Q: What is the top brand of pocket knife?
A: This is somewhat subjective, and depends on what your needs are.  There are many great brands, but the ones that stand out are Benchmade, Spyderco and Kershaw for modern designs.  If you are looking for a traditional design, Buck or Case Cutlery are hard to beat.

Q: What’s the best way to clean a pocket knife?
A: There are many ways you can clean a folding knife, but all of them will require some type of debris and/or possibly rust removal as well as proper lubrication.  Rather than reinvent the wheel, here’s an excellent article by Boys Life on how to properly clean and restore a dirty knife.

Q: Is it legal to carry a pocket knife?
A: This is a complicated Answer.  It truly depends on your state.  Different states have different laws, and knife laws are generally governed at the state level because knives are tools.  If you want to be safe with what you carry, find a knife that is more of a utility knife (think stockman or traditional design) and not something that looks like a tactical knife.  Here’s a good article by Gizmodo that breaks down what most states restrict when it comes to knife types (switchblades aren’t popular).

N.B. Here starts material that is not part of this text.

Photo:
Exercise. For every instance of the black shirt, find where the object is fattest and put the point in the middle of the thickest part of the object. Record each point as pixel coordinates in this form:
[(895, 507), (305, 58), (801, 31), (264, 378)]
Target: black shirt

Q: How do I sharpen a pocket knife?
A: Sharpening any blade is pretty standard.  While it may be different based on the size or length of the blade, you can follow the guidelines we have outlined here that will walk you through how to properly sharpen any knife.  You’ll want to make sure you pick up a pocket knife sharpener that you can carry with you if you plan to spend time out in the wilderness and want to be able to sharpen your blade on the go.

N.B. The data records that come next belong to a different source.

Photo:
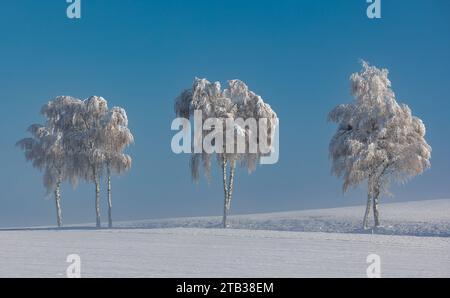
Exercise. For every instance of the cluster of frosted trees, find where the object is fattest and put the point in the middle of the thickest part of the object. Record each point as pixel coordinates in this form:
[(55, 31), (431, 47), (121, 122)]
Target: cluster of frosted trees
[(377, 142), (80, 139)]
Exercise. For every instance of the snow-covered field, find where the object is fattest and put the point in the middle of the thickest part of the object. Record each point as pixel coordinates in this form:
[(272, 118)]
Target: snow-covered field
[(292, 244)]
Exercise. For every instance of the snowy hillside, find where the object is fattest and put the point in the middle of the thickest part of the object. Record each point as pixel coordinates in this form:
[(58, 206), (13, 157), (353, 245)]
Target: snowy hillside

Q: How can you improve a cheap pocket knife?
A: Rather thank improving something that was low cost to begin with, we recommend that you save your money and purchase something that will last a long time.  Some of the editors on staff at Wilderness Today have had the same knife for 10+ years because they spent a little more on a premium brand/model.

Q: What’s the best “outdoorsy” folding pocket knife?
A: This is subjective, but really any knife can function in the outdoors.  If you are looking for something that you can carry with you while you camp, just make sure you get something with a pocket clip so it doesn’t fall out while you are managing tasks around your campsite.

Q: What’s the best EDC pocket knife that’s light weight?
A: This is relative to both the size and materials the knife is made of.  Typically speaking, handles made from some type of carbon or high grade plastic will be lighter than handles made from bone.  If you want something that’s extremely light weight, look for a smaller knife that can fit in the palm of your hand.

Q: What’s the best folding knife for a boy scout?
A: Typically boy scouts will use more traditionally designed knives.  You’ll want to look at a stockman model that has multiple uses.  Swiss army knives are also good for boy scouts because of the multiple utility tools they carry.


So What’s the Best Pocket Knife for the Money?

Let’s start off by saying that any knife on this list should be completely sufficient for any task you throw at it.  It doesn’t matter if you are looking for a modern every day carrier that looks more tactical in nature, or are just looking for a traditional Stockman.  All the knives on this list are solid choices and will function well for whatever your needs are.

It’s safe to say that after all of this we’ve come up with a few of our favorites which we will list below in order of styles:

Modern EDC Knife Choices:

Top Modern Folding Knife Choice:  Kershaw Ken Onion Blur

Top Choice if You have a healthy Budget:  Benchmade 940 Osborne

Traditional Pocket Knife Choices:

Top Traditional Lockback:  Buck Folding Hunter Knife

Top Stockman:  Buck 301 Stockman

As you can see, when choosing a pocket knife, there many different types to choose from and each one features a different number of blades with different blade designs combined with different handle patterns in different sizes.

Regardless of your intended purpose for the knife, there is undoubtedly a modern or traditional pocket knife pattern that will suite your every day carry needs.